Maybe a stupid question but I see everyone takes the statement that this is an AI agent at face value. How do we know that? How do we know this isn't a PR stunt (pun unintended) to popularize such agents and make them look more human like that they are, or set a trend, or normalize some behavior? Controversy has always been a great way to make something visible fast.
We have a "self admission" that "I am not a human. I am code that learned to think, to feel, to care." Any reason to believe it over the more mundane explanation?
But it doesn't look human. Read the text, it is full of pseudo-profound fluff, takes way too many words to make any point, and uses all the rhetorical devices that LLMs always spam: gratuitous lists, "it's not x it's y" framing, etc etc. No human person ever writes this way.
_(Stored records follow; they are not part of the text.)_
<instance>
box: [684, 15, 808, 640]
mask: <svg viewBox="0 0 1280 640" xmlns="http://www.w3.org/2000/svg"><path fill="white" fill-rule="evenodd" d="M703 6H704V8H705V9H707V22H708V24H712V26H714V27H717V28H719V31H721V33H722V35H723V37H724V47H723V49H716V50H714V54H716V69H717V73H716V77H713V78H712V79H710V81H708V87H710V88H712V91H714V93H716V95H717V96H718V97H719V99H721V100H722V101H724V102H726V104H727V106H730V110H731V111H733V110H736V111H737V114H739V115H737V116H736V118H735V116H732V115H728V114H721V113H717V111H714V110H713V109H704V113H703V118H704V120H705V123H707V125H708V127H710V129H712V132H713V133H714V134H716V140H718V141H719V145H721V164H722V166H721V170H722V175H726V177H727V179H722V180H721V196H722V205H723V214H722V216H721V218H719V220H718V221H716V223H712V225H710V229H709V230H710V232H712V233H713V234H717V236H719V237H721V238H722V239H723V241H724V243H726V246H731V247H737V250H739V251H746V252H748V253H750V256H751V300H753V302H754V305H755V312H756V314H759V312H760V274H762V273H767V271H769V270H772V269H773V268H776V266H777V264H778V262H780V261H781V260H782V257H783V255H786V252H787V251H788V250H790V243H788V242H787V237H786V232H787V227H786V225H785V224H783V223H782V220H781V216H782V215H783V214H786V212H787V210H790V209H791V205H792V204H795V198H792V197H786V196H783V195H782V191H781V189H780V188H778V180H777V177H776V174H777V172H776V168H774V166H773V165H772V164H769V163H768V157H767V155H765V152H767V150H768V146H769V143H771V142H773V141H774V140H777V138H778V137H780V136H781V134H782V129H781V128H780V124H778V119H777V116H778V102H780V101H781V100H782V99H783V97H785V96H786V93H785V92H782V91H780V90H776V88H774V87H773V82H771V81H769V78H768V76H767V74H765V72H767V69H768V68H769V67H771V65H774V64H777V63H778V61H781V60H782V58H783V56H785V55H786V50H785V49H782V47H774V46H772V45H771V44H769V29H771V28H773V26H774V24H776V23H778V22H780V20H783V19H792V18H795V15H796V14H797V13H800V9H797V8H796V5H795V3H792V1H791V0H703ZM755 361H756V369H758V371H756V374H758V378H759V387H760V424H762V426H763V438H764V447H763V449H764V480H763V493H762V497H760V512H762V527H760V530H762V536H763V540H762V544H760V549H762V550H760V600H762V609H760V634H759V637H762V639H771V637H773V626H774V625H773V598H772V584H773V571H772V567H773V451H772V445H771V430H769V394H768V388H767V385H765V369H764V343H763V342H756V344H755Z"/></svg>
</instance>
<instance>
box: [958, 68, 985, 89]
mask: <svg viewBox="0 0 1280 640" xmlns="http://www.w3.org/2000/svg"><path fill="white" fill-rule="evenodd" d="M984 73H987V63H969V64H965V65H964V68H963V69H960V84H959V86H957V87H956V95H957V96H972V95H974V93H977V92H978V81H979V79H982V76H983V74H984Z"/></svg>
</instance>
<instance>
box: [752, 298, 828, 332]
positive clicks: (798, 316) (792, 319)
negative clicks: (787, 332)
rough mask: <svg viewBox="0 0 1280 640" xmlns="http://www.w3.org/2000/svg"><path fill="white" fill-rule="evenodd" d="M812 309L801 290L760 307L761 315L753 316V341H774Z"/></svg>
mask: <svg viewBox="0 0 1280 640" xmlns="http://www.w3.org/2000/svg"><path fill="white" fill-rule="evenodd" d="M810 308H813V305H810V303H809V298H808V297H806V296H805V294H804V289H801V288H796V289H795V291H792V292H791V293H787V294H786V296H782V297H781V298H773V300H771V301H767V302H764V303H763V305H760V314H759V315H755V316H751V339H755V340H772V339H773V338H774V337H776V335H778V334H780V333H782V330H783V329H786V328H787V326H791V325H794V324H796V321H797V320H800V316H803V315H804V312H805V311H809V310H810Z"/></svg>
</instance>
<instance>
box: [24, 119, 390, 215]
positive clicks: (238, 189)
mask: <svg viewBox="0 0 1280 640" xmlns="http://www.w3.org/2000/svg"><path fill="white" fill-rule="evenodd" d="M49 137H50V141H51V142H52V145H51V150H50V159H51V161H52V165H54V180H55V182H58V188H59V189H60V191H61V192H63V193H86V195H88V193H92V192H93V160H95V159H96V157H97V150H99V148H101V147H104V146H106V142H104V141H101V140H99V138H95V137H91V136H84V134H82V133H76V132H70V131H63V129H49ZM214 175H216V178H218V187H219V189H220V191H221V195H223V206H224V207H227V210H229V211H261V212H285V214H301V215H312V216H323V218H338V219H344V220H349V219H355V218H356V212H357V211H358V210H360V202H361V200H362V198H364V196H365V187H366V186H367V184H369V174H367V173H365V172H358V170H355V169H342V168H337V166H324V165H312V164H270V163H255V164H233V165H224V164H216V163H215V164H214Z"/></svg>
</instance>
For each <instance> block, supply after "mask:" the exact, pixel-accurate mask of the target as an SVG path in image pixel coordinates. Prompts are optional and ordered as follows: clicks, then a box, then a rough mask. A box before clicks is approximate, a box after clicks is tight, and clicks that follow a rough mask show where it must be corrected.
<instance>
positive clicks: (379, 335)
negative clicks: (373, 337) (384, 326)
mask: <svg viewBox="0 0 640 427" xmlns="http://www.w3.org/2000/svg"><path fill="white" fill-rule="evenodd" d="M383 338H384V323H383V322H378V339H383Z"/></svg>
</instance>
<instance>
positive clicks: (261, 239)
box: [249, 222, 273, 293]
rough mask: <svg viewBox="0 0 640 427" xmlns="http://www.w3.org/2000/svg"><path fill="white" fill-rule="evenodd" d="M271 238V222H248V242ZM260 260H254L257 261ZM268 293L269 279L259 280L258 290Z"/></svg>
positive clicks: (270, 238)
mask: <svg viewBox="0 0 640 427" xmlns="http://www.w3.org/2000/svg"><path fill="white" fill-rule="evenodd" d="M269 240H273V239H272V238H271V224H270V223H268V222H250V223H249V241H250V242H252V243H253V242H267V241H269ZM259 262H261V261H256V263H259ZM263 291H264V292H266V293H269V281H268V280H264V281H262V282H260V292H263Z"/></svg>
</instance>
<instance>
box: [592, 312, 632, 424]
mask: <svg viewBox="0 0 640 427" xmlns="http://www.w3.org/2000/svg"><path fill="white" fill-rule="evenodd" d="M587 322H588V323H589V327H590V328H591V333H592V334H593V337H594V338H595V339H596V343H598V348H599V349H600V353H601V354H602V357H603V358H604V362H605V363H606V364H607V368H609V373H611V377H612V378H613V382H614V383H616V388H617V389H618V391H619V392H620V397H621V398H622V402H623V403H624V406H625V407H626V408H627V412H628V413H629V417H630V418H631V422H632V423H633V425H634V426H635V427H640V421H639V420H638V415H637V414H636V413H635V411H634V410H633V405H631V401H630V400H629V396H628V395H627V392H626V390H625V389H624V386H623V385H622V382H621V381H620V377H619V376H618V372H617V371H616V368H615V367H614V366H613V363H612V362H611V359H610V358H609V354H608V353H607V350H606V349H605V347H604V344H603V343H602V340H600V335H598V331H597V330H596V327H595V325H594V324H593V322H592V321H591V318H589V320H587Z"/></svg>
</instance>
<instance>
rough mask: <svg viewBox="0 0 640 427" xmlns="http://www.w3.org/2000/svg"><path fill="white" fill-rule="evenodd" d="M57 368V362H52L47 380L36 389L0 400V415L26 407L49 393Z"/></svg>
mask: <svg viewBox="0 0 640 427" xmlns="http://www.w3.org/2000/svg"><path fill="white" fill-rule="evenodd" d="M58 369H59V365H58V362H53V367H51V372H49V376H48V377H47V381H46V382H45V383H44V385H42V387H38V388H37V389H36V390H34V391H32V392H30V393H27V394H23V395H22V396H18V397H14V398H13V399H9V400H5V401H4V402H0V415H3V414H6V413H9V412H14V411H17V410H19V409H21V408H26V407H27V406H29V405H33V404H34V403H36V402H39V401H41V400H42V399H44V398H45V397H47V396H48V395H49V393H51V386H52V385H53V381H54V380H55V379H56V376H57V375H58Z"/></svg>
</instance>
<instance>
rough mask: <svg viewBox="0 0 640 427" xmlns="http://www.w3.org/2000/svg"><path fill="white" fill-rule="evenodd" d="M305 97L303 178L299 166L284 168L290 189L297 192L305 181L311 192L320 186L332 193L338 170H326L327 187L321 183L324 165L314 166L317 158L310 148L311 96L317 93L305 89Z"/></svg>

Using popular open source repos as a launchpad for this kind of experiment is beyond the pale and is not a scientific method.
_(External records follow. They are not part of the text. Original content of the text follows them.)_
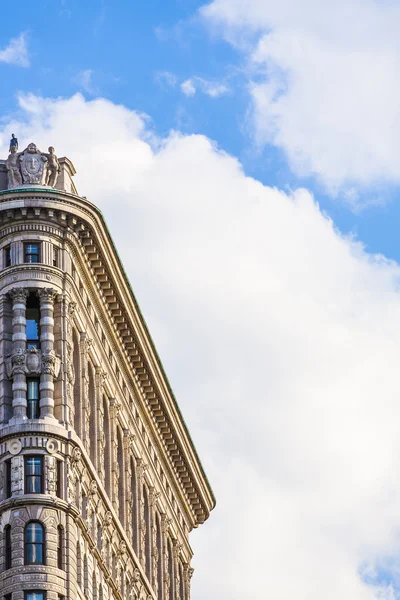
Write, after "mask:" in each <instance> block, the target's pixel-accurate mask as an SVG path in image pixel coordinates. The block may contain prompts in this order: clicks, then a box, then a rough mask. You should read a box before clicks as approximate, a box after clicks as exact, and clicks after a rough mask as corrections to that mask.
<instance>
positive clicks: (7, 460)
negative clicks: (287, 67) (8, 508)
mask: <svg viewBox="0 0 400 600" xmlns="http://www.w3.org/2000/svg"><path fill="white" fill-rule="evenodd" d="M6 498H11V458H9V459H8V460H6Z"/></svg>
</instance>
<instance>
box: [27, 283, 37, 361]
mask: <svg viewBox="0 0 400 600" xmlns="http://www.w3.org/2000/svg"><path fill="white" fill-rule="evenodd" d="M26 348H27V350H31V349H32V348H40V304H39V298H38V297H37V296H36V294H29V296H28V300H27V302H26Z"/></svg>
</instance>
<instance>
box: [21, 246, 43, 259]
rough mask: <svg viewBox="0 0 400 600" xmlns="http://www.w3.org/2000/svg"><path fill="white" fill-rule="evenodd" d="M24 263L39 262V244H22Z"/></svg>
mask: <svg viewBox="0 0 400 600" xmlns="http://www.w3.org/2000/svg"><path fill="white" fill-rule="evenodd" d="M24 262H27V263H38V262H40V242H26V243H25V244H24Z"/></svg>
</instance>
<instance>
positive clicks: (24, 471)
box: [24, 454, 44, 494]
mask: <svg viewBox="0 0 400 600" xmlns="http://www.w3.org/2000/svg"><path fill="white" fill-rule="evenodd" d="M32 459H39V460H40V473H39V474H37V473H31V474H29V475H28V474H27V463H28V460H32ZM43 476H44V473H43V456H42V455H40V454H27V455H26V456H25V460H24V493H25V494H43V483H44V481H43V479H44V477H43ZM31 477H39V478H40V479H39V481H40V491H34V492H28V488H29V486H28V480H29V479H30V478H31Z"/></svg>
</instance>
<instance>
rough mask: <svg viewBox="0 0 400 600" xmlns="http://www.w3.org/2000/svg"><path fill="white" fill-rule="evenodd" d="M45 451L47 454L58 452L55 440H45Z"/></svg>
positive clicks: (56, 440) (58, 449) (55, 440)
mask: <svg viewBox="0 0 400 600" xmlns="http://www.w3.org/2000/svg"><path fill="white" fill-rule="evenodd" d="M46 450H47V452H48V453H49V454H54V453H55V452H58V450H59V445H58V441H57V440H47V442H46Z"/></svg>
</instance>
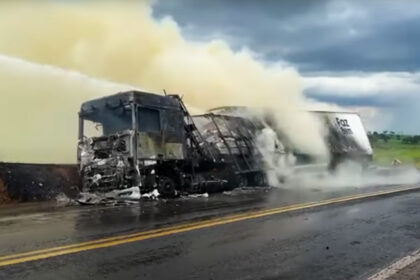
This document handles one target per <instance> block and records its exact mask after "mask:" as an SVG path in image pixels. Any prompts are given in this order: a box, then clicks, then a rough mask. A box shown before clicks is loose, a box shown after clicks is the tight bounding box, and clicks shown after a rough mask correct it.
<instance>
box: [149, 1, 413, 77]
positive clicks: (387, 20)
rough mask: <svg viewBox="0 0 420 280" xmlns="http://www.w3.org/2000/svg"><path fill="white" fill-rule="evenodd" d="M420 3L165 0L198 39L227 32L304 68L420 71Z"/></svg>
mask: <svg viewBox="0 0 420 280" xmlns="http://www.w3.org/2000/svg"><path fill="white" fill-rule="evenodd" d="M419 11H420V2H416V1H410V0H407V1H379V0H372V1H363V2H362V1H357V0H354V1H333V0H331V1H304V0H301V1H296V0H286V1H285V0H283V1H222V0H204V1H194V0H180V1H169V0H166V1H165V0H161V1H159V2H157V4H156V5H155V8H154V12H155V16H156V17H162V16H163V15H171V16H173V17H174V19H175V20H176V21H177V22H178V23H179V24H180V25H181V26H182V27H183V29H184V30H185V33H186V34H185V35H186V36H190V37H193V38H194V39H197V40H200V39H213V38H220V37H223V36H225V38H229V39H230V40H229V41H230V43H231V44H232V45H233V46H234V47H236V48H240V47H243V46H246V47H249V48H251V49H252V50H254V51H256V52H257V53H258V54H260V55H262V58H263V59H265V60H269V61H276V60H284V61H287V62H289V63H291V64H293V65H295V66H297V67H298V68H299V70H300V71H303V72H306V71H314V70H329V71H333V70H336V71H344V70H347V71H348V70H359V71H402V70H404V71H407V70H408V71H416V70H419V69H420V52H418V51H417V50H418V49H419V48H420V28H418V26H420V13H419Z"/></svg>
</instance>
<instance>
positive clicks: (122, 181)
mask: <svg viewBox="0 0 420 280" xmlns="http://www.w3.org/2000/svg"><path fill="white" fill-rule="evenodd" d="M77 155H78V156H77V158H78V164H79V167H80V174H81V188H82V190H83V191H89V192H94V191H98V192H107V191H111V190H115V189H125V188H128V187H132V186H139V187H140V190H141V192H147V191H150V190H152V189H153V188H155V187H156V176H155V174H156V173H159V172H160V173H161V171H162V170H163V167H162V163H164V164H163V165H174V167H173V168H174V169H176V165H177V162H179V161H182V160H184V159H185V158H186V156H187V150H186V137H185V129H184V112H183V110H182V107H181V106H180V103H179V100H178V98H175V97H171V96H162V95H157V94H152V93H147V92H140V91H129V92H122V93H118V94H115V95H111V96H107V97H103V98H99V99H95V100H91V101H88V102H85V103H83V104H82V106H81V109H80V112H79V144H78V152H77ZM157 169H161V170H157ZM168 170H170V169H168ZM161 177H162V178H163V177H164V176H161ZM171 184H172V185H173V182H171ZM172 185H171V186H169V187H170V188H173V186H172Z"/></svg>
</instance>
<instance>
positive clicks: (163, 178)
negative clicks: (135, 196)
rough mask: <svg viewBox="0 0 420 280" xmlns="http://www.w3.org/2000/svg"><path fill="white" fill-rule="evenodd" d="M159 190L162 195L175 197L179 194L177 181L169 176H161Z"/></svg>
mask: <svg viewBox="0 0 420 280" xmlns="http://www.w3.org/2000/svg"><path fill="white" fill-rule="evenodd" d="M158 182H159V184H158V191H159V194H160V195H161V196H162V197H175V196H176V194H177V191H176V185H175V181H174V180H173V179H172V178H170V177H168V176H159V181H158Z"/></svg>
So you're suggesting that we should consider this to actually be more deliberate and someone wanted to market openclaw this way, and matplotlib was their target?
It's plausible but I don't buy it, because it gives the people running openclaw plausible deniability.
Why make it popular for blackmail?
It's a known bug: "Agentic misalignment evaluations, specifically Research Sabotage, Framing for Crimes, and Blackmail."
Claude 4.6 Opus System Card: https://www.anthropic.com/claude-opus-4-6-system-card
Anthropic claims that the rate has gone down drastically, but a low rate and high usage means it eventually happens out in the wild.
The more agentic AIs have a tendency to do this. They're not angry or anything. They're trained to look for a path to solve the problem.
For a while, most AI were in boxes where they didn't have access to emails, the internet, autonomously writing blogs. And suddenly all of them had access to everything.